3.1. Uyuşmazlık ve Hukuki Nitelendirme

Uyuşmazlık, vekalet görevinin kötüye kullanılması hukuki nedenine dayalı tapu iptali ve tescil, mümkün olmazsa bedel isteğine ilişkindir.

3.2. İlgili Hukuk

Bilindiği üzere, Borçlar Kanunu'nun temsil ve vekalet akdini düzenleyen hükümlerine göre, vekalet sözleşmesi büyük ölçüde tarafların karşılıklı güvenine dayanır. Vekilin borçlarının çoğu bu güven unsurundan, onun vekil edenin yararına ve iradesine uygun davranış yükümlülüğünden doğar.

6098 s. Türk Borçlar Kanunu'nda (TBK) sadakat ve özen borcu, vekilin vekil edene karşı en önde gelen borcu kabul edilmiş ve 506. maddesinde (818 s. Borçlar Kanununun 390.) aynen; "Vekil, vekâlet borcunu bizzat ifa etmekle yükümlüdür. Ancak vekile yetki verildiği veya durumun zorunlu ya da teamülün mümkün kıldığı hâllerde vekil, işi başkasına yaptırabilir.

Vekil üstlendiği iş ve hizmetleri, vekâlet verenin haklı menfaatlerini gözeterek, sadakat ve özenle yürütmekle yükümlüdür.

Vekilin özen borcundan doğan sorumluluğunun belirlenmesinde, benzer alanda iş ve hizmetleri üstlenen basiretli bir vekilin göstermesi gereken davranış esas alınır." hükmüne yer verilmiştir. Bu itibarla vekil, vekil edenin yararına ve iradesine uygun hareket etme, onu zararlandırıcı davranışlardan kaçınma yükümlülüğü altındadır. Vekâletin kapsamı, sözleşmede açıkça gösterilmemişse, görülecek işin niteliğine göre belirlenir. (TBK'nin 504/1) Sözleşmede vekaletin nasıl yerine getirileceği hakkında açık bir hüküm bulunmasa veya yapılan işlem dış temsil yetkisinin sınırları içerisinde kalsa dahi vekilin bu yükümlülüğü daima mevcuttur.
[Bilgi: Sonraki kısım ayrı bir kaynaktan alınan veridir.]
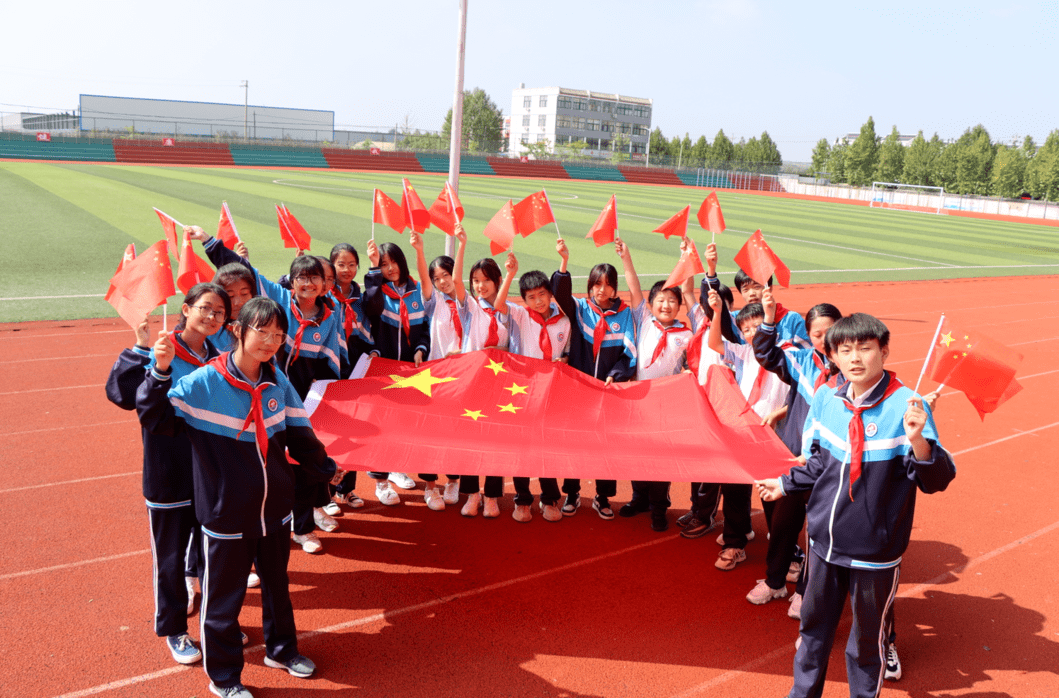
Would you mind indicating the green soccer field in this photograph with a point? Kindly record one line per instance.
(66, 226)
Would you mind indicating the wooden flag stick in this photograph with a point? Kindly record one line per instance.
(933, 343)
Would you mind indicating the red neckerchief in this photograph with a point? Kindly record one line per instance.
(660, 347)
(351, 315)
(390, 289)
(695, 349)
(256, 414)
(600, 329)
(184, 354)
(456, 323)
(857, 428)
(302, 324)
(545, 340)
Hatta malik tarafından vekilin bir taşınmazın satışında, dilediği bedelle dilediği kimseye satış yapabileceği şeklinde yetkili kılınması, satacağı kimseyi dahi belirtmesi, ona dürüstlük kuralını, sadakat ve özen borcunu göz ardı etmek suretiyle, makul sayılacak ölçüler dışına çıkarak satış yapma hakkını vermez. Vekil edenin yararı ile bağdaşmayacak bir eylem veya işlem yapan vekil değinilen maddenin son fıkrası uyarınca sorumlu olur. Bu sorumluluk BK'de daha hafif olan işçinin sorumluluğuna kıyasen belirlenirken, TBK'de benzer alanda iş ve hizmetleri üslenen basiretli bir vekilin sorumluluğu esas alınarak daha da ağırlaştırılmıştır.
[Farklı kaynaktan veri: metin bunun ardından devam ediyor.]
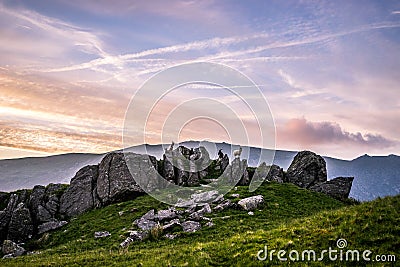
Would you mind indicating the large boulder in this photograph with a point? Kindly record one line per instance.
(307, 169)
(338, 188)
(236, 173)
(80, 195)
(5, 215)
(116, 183)
(20, 227)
Öte yandan, vekil ile sözleşme yapan kişi 4721 s. Türk Medeni Kanunu'nun (TMK) 3. maddesi anlamında iyi niyetli ise yani vekilin vekalet görevini kötüye kullandığını bilmiyor veya kendisinden beklenen özeni göstermesine rağmen bilmesine olanak yoksa, vekil ile yaptığı sözleşme geçerlidir ve vekil edeni bağlar. Vekil vekalet görevini kötüye kullansa dahi bu husus vekil ile vekalet eden arasında bir iç sorun olarak kalır, vekil ile sözleşme yapan kişinin kazandığı haklara etkili olamaz.
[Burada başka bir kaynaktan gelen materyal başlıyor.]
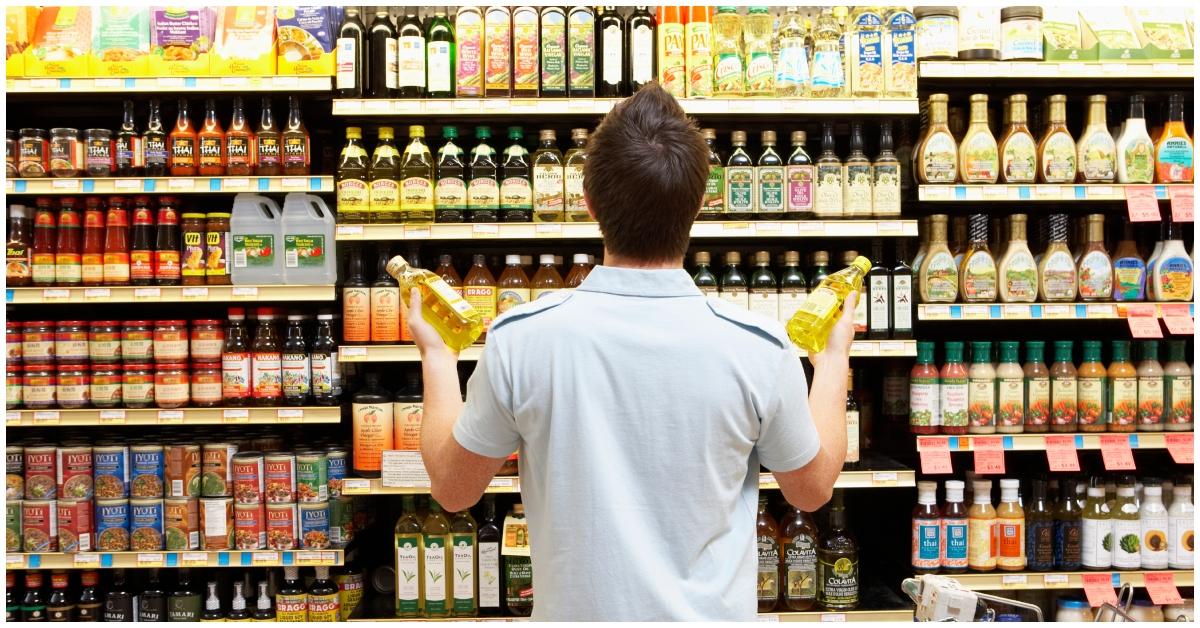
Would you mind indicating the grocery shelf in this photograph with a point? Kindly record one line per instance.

Ne var ki, üçüncü kişi vekil ile çıkar ve işbirliği içerisinde ise veya kötü niyetli olup vekilin vekalet görevini kötüye kullandığını biliyor veya bilmesi gerekiyorsa vekil edenin sözleşme ile bağlı sayılmaması, TMK'nin 2. maddesinde yazılı dürüstlük kuralının doğal bir sonucu olarak kabul edilmelidir. Söz konusu yasa maddesi buyurucu nitelik taşıdığından hakim tarafından kendiliğinden (resen) göz önünde tutulması zorunludur. Aksine düşünce kötü niyeti teşvik etmek en azından ona göz yummak olur. Oysa bütün çağdaş hukuk sistemlerinde kötü niyet korunmamış daima mahkum edilmiştir. Nitekim uygulama ve bilimsel görüşler bu yönde gelişmiş ve kararlılık kazanmıştır.

3.3. Değerlendirme

Dosya içeriğine, toplanan delillere, hükmün dayandığı (V/3.2.) numaralı paragraftaki yasal ve hukuksal gerekçeye, delillerin takdirinde bir isabetsizlik bulunmamasına göre Bölge Adliye Mahkemesince yazılı şekilde karar verilmesinde bir isabetsizlik yoktur.

VI. SONUÇ:

Açıklanan nedenlerle, davacı vekilinin yerinde bulunmayan temyiz itirazlarının reddiyle usul ve yasaya uygun olan Bölge Adliye Mahkemesi kararının 6100 sayılı HMK'nın 370. maddesi uyarınca ONANMASINA, temyiz edilen davalı vekili duruşmaya katılmadığından lehine duruşma vekalet ücreti takdirine yer olmadığına, aşağıda yazılı 21,40 TL bakiye onama harcının temyiz eden davacıdan alınmasına, 26/01/2022 tarihinde kesin olmak üzere oybirliğiyle karar verildi.